Business

Powerful banker used inside info to trade through ex’s account: SEC

Perk Hixon, a powerful New York investment banker, on Friday become the latest Wall Street high-flyer to crash into Manhattan US Attorney Preet Bharara’s sprawling insider-trading probe.

The 55-year-old ex-Evercore Partners executive, using illegal inside information from 2010-2013, brazenly traded shares through accounts of an ex-girlfriend and his father to net nearly $1 million in profits, prosecutors charge.

Hixon used some of the illegal cash to pay child support to the ex-girlfriend, the mother of his 5-year-old daughter, according to the Securities and Exchange Commission civil suit.

Hixon is charged with seven counts of fraud and one count of making false statements.

When confronted by Evercore brass over the allegations, Hixon pretended not to recognize his father’s name or that of his ex-girlfriend, identified in the SEC suit as Destiny “Nicole” Robinson, who is his daughter’s mother.

Frank Perkins Hixon Jr., known as Perk, worked in Evercore’s mining and metals group from 2010 until he was fired last month.

The disgraced banker was arrested by FBI agents in New York Friday morning and appeared before a magistrate later in the day.

Hixon used his position as an investment banker to gain knowledge of the takeover of Titanium Metals and corporate actions by Westway Group.

In October 2012, it is alleged, he logged onto Robinson’s brokerage account and bought 40,000 shares of Titanium — and profited when the takeover was later announced.

Hixon also tipped his dad, living in Georgia, and told him to buy shares in the companies, it is alleged, as well as in Evercore, it is alleged.

In going after Hixon, Bharara is attacking a longtime investment banker who helped put together some major industry-sector deals.

Hixon, an investment banker for 26 years, cut his teeth first with Bruce Wasserstein at First Boston and then spent 17 years at Credit Suisse First Boston.

Wasserstein, after becoming head of Lazard in 2002, hired Hixon.
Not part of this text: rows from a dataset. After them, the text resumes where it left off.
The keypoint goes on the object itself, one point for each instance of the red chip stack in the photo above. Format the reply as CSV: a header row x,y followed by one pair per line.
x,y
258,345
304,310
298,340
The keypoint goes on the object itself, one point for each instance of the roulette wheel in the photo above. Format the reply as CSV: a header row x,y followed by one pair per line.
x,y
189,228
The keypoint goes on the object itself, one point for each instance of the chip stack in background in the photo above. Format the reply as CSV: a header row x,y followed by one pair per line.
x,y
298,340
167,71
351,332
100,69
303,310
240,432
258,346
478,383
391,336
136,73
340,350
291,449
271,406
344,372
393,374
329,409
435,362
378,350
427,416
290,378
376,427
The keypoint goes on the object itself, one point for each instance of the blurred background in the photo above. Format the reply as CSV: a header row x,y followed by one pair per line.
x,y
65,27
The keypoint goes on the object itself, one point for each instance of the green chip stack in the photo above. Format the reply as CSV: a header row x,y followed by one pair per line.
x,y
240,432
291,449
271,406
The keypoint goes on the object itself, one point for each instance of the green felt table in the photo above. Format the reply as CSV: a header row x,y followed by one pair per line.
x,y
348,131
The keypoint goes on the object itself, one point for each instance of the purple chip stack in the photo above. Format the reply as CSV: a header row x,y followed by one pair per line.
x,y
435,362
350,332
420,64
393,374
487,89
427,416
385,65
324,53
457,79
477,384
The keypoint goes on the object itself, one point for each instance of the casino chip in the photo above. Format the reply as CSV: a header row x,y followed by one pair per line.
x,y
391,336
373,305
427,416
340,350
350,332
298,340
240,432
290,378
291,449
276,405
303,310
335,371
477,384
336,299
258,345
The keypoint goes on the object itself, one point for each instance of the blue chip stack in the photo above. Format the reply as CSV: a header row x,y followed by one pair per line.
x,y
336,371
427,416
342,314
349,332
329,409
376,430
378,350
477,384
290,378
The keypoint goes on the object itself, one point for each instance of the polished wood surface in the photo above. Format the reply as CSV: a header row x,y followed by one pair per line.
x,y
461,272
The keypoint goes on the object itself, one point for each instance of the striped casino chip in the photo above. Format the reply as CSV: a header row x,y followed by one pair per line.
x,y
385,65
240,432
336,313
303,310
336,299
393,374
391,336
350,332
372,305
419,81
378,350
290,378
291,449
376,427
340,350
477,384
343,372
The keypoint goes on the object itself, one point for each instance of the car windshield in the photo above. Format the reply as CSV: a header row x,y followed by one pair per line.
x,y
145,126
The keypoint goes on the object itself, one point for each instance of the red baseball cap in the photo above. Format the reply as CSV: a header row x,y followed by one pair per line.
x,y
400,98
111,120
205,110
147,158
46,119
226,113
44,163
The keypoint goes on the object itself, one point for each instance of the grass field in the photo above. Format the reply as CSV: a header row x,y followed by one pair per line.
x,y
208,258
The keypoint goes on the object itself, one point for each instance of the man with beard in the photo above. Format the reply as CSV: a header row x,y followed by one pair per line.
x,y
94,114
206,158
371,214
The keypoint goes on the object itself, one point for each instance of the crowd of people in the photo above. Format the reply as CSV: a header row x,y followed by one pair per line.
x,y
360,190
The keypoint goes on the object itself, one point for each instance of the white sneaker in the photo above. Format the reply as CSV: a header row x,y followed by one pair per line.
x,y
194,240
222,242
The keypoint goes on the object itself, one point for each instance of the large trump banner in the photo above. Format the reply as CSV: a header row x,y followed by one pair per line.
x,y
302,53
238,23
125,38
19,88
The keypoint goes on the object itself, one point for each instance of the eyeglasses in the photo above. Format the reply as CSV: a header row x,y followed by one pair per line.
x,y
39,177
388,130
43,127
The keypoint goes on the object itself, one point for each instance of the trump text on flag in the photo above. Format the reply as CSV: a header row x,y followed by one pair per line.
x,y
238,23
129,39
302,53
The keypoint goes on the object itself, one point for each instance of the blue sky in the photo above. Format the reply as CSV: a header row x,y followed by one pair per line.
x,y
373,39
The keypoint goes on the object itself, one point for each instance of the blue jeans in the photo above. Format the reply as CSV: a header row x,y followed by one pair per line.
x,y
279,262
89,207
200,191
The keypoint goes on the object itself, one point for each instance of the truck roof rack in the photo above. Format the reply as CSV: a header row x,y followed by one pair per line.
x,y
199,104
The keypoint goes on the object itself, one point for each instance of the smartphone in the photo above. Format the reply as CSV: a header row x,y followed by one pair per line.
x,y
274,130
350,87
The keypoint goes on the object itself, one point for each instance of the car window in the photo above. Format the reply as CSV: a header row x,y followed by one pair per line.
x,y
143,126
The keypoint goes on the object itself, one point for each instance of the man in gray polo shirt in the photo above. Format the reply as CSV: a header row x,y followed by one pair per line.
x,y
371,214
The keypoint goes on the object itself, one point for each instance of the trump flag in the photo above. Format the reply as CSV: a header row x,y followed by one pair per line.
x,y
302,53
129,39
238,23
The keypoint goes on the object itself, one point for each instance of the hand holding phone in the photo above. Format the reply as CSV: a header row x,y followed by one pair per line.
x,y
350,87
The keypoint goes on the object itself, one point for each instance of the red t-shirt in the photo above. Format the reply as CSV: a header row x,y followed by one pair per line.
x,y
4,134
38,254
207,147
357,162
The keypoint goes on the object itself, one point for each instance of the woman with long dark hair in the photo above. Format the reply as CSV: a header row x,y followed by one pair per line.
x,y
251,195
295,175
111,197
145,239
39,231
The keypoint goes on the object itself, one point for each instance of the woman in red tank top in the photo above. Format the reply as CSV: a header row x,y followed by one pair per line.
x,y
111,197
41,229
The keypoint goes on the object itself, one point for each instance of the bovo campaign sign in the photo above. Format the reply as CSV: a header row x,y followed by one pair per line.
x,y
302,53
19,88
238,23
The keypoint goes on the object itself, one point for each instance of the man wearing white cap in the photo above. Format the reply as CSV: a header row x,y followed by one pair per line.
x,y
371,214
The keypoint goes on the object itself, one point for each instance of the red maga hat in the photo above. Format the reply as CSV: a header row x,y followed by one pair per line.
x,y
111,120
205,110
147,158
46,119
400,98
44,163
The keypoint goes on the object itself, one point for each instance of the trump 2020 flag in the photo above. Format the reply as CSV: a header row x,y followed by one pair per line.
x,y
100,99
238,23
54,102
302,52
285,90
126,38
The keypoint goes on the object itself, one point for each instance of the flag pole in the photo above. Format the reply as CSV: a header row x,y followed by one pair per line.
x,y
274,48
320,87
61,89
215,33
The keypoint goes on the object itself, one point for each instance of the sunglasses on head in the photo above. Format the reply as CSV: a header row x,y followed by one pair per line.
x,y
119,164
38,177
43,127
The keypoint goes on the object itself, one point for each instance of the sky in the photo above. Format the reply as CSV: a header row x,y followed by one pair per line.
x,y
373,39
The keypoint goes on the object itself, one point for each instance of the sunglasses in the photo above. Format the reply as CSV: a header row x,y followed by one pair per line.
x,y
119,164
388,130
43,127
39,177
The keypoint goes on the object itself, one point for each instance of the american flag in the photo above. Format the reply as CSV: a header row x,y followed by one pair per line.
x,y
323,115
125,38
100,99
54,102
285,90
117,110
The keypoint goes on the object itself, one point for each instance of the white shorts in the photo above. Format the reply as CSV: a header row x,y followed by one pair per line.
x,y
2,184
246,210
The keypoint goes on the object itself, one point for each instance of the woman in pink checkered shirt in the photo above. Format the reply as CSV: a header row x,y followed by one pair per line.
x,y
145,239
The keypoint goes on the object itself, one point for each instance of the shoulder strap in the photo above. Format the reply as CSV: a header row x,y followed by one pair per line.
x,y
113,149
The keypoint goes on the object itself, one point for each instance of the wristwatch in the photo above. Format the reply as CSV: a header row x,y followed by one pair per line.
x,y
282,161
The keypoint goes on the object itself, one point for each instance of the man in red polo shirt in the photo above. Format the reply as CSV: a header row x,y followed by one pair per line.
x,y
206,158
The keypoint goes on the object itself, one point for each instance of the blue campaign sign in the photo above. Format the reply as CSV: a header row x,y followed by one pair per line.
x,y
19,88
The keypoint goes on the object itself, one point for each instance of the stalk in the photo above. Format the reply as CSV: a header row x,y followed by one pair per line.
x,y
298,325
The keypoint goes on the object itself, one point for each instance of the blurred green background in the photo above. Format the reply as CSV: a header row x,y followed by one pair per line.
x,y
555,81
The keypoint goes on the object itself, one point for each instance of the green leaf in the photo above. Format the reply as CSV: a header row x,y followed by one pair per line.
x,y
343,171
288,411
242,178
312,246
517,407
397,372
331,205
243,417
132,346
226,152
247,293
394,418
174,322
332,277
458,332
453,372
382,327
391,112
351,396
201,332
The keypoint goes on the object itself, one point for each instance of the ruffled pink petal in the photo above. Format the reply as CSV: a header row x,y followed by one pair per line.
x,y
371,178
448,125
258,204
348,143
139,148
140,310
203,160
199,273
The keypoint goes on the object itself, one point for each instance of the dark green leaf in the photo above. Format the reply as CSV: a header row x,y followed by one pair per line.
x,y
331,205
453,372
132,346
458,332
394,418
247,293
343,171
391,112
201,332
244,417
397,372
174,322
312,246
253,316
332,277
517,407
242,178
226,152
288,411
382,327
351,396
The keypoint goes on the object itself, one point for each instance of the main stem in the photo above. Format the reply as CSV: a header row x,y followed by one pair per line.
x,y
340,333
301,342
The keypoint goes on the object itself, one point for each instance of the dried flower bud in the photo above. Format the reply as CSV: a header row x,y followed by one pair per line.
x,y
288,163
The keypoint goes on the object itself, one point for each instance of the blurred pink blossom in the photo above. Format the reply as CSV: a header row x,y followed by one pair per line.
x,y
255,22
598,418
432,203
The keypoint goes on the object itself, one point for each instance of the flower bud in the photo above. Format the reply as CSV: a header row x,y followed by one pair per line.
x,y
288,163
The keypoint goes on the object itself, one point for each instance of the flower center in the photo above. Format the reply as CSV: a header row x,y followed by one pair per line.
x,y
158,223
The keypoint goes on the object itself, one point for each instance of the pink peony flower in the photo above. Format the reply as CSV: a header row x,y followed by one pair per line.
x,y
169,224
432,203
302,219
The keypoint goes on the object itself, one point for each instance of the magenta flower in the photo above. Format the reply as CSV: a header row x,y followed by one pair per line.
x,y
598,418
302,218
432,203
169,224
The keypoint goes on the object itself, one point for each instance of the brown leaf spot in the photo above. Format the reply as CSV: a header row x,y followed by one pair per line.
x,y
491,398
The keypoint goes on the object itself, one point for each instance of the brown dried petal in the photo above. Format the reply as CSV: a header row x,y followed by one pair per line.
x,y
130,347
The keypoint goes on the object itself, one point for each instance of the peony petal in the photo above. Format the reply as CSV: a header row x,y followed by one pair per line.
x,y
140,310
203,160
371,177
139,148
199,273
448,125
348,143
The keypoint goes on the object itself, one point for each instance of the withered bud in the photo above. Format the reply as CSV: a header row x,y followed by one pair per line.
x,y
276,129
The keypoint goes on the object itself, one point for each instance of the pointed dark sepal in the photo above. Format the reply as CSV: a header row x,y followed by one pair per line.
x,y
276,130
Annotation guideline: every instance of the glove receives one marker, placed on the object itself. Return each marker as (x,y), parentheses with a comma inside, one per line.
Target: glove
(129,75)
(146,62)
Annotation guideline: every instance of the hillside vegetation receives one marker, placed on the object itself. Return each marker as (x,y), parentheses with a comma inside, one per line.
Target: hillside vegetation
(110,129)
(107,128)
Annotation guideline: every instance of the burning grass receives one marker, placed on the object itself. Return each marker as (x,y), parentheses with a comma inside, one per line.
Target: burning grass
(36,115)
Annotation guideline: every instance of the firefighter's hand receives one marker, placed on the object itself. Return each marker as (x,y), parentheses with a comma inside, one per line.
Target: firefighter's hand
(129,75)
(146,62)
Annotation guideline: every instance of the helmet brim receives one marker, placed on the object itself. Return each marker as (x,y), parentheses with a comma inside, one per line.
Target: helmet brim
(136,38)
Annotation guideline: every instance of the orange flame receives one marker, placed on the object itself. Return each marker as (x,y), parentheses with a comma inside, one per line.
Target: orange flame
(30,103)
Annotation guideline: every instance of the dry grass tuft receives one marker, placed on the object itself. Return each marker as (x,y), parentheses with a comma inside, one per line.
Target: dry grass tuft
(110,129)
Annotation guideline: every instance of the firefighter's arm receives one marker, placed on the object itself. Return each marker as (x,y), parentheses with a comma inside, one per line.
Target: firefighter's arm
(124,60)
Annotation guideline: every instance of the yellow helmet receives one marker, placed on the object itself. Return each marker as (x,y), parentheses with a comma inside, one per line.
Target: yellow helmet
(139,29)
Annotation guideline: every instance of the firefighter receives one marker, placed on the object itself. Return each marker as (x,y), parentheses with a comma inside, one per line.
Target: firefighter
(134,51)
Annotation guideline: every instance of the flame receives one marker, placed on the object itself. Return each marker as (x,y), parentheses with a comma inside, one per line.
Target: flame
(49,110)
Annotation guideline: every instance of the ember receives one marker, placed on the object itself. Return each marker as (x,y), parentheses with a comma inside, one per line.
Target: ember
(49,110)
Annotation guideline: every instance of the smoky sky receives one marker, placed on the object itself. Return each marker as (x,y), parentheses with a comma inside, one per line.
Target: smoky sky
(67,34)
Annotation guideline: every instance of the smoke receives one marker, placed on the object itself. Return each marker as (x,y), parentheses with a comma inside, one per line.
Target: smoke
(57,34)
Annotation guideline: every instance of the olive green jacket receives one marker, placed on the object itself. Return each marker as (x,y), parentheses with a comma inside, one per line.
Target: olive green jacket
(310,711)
During this time, Hixon advised Goodyear, and Alcoa on the sale of its Reynolds assets.

In 2010, Hixon joined former US Deputy Treasury Secretary Roger Altman’s Evercore Partners.

Evercore, in a statement, said it was tipped off to possible Hixon trading irregularities — and after an internal probe uncovered possible crimes, it reported its concerns to regulators.

“We have never had a situation like this before in Evercore’s nearly 20-year history — this conduct is completely inconsistent with our culture and professional standards,” Evercore’s statement reads.

“As we continue to cooperate fully with the authorities, we want to make clear that we have zero tolerance for actions that violate our most cherished principles and the trust our clients and shareholders place in us.”

Neither Hixon nor his lawyer could be reached for comment.

Hixon, who is a member of the Metropolitan Opera advisory board, according to its web site, faces 20 years in prison on the fraud charges and five years on the false statements charge.

After his court appearance, Hixon was ordered to surrender his passport.